Despite its small size, each of our feet contains 26 bones, 33 joints and more than 100 tendons, muscles and ligaments. They are responsible for supporting the entire body. During the day, they bear a load equivalent to several hundred tons. This is why feet are so susceptible to various injuries and damage. At the same time, you can often hear that their condition affects the condition of the whole organism. And this is true - in several aspects.
Foot problems change the way we walk. And gait affects the joints of the legs and spine. If our feet hurt, we involuntarily change our body position to redistribute the weight and reduce the load on the painful areas.
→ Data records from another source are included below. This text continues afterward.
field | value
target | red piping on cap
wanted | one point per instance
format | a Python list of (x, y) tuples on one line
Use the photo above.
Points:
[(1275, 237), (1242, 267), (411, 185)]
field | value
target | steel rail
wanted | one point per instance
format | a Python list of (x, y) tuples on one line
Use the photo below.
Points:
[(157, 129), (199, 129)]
As a result, the balance of the body changes and posture deteriorates. Also, due to changes in gait, joints and bones are overloaded and worn out.
How to prevent foot diseases and deformities? Andrey Uezdovsky , an orthopedic doctor from the Chaika clinic
. Looking ahead: the main secret is to do super short exercises, but do them regularly. Video instructions are included.
Why do my feet hurt?
There is a company in Switzerland that produces special shoes: they are designed to simulate walking on sand.
The company name, MBT, stands for Masai Barefoot Technologie. The technology for creating shoes is also called. The word Masai refers us to the African Maasai people, who have preserved their traditional way of life. This is no accident. The Maasai do not have many of the health problems that civilized city dwellers have. Among them, plano-valgus deformity of the feet is extremely rare, which most often brings us to the orthopedic office with complaints of pain in the feet. Part of the changes in this disease is flat feet: there is no bend in the sole between the toe and heel, and the entire plantar surface of the foot touches the ground. But that’s not all that happens to the foot with such deformation. The shin and heel are located not along the same axis, but in an X-shape, and the foot falls inward. Because of this, the load on the inner edge of the foot and on the base of the first toe increases. These parts of the foot become deformed, and the ligaments and tendons are overloaded. My feet start to hurt.
Why do our legs change this way? Part of the blame lies with a sedentary lifestyle. But the main reason is shoes.
Man began to use shoes for the sake of foot health: to protect them from the cold and from damage. But in doing so he harmed them. From early childhood, shoes constrain the joints in our feet and block their movement. When joints don't move, they don't send the signal to muscles to be active. And muscles that don't work become weak and atrophy. The more freely the feet develop, the better the muscles are developed. People from the Maasai tribes do not wear shoes - and their feet are much less likely to become deformed in the same way as ours.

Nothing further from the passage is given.